Terbukti Menipu Korban, David Handoko Dibui 3 Tahun Penjara

Terdakwa David Handoko (kiri atas) saat mendengarkan putusan hakim di PN Surabaya, Senin (17/5). SP/Budi Mulyono

 

SURABAYAPAGI.COM, Surabaya - Majelis hakim PN Surabaya yang diketuai Widhiarti menjatuhkan vonis terhadap David Handoko, selama 3 tahun penjara. Bos PT. HPJ itu dinyatakan bersalah melakukan tindak pidana penipuan dan penggelapan uang milik korban Anna dan Yacob Prayogo

"Mengadili, menjatuhkan pidana terhadap terdakwa David Handoko, dengan pidana penjara selama 3 tahun," ucap ketua majelis hakim saat membacakan amar putusannya di ruang Tirta, Senin (17/5).
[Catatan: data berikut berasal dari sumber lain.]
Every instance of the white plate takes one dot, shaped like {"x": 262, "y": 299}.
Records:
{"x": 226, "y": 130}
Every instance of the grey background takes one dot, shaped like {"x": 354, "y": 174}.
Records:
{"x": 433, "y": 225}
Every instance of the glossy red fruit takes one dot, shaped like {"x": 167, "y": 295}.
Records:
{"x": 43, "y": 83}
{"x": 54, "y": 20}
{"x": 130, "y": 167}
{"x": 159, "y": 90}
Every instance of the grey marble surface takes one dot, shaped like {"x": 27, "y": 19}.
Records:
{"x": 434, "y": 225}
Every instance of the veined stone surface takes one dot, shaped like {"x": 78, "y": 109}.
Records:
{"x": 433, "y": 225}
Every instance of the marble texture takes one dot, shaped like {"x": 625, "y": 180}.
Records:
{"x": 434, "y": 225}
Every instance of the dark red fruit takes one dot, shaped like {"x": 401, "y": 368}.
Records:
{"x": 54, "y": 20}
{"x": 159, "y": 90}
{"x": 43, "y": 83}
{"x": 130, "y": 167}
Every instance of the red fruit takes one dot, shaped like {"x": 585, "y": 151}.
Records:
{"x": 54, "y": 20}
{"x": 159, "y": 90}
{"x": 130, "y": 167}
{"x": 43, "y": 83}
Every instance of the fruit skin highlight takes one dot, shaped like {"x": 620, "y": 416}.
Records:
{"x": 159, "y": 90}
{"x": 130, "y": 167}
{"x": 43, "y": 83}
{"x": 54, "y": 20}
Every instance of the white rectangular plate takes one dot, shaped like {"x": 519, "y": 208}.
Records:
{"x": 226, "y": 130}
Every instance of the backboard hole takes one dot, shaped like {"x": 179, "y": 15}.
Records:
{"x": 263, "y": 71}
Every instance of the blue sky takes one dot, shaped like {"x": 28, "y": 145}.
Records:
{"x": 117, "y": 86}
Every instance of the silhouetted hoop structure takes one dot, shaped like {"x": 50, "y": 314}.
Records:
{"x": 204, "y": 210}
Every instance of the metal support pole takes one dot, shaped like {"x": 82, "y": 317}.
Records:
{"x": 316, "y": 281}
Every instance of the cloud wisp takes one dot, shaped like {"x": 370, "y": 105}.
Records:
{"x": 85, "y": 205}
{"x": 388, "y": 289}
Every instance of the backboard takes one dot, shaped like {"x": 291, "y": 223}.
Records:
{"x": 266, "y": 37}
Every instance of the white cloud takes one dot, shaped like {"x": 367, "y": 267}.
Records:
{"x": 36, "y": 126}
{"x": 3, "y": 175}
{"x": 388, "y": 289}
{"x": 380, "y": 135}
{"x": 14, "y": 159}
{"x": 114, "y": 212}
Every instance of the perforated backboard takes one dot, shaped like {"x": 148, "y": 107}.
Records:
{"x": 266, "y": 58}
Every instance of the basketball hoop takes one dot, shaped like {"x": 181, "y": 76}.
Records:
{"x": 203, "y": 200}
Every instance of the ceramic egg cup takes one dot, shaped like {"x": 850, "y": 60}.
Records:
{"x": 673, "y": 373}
Dalam pertimbangan majelis disebutkan, terdakwa dinyatakan bersalah melanggar sebagaimana diatur dan diancam pidana dalam pasal 378 KUHP.

Adapun hal yang memberatkan pertimbangan majelis, perbuatan terdakwa telah menyebabkan korban mengalami kerugian dan terdakwa telah menikmati hasil kejahatannya.

Selain itu, terdakwa tidak mengakui perbuatannya serta berbelit-belit selama persidangan.

"Hal yang meringankan, terdakwa belum pernah dihukum dan menjadi tulang punggung keluarga," kata hakim Widhiarti.

Atas putusan tersebut, baik penasihat hukum terdakwa dan jaksa penuntut umum (JPU) Winarko sama-sama menyatakan pikir-pikir." Pikir-pikir Yang Mulia," ujar JPU. 

Dalam persidangan dengan agenda tuntutan sebelumnya, JPU menuntut terdakwa David Handoko dengan pidana penjara selama 3 tahun dan 6 bulan. 

Untuk diketahui, terdakwa David sebelumnya mengajak Anna untuk berinvestasi di perusahaan-perusahaannya. Anna yang juga dijanjikan keuntungan tertarik. Mulai 2017 hingga 2020, dia sudah mentransfer dana sebanyak 135 kali hingga total Rp 50 miliar. Anna juga dibuatkan satu rekening khusus untuk mentransfer uangnya ke David.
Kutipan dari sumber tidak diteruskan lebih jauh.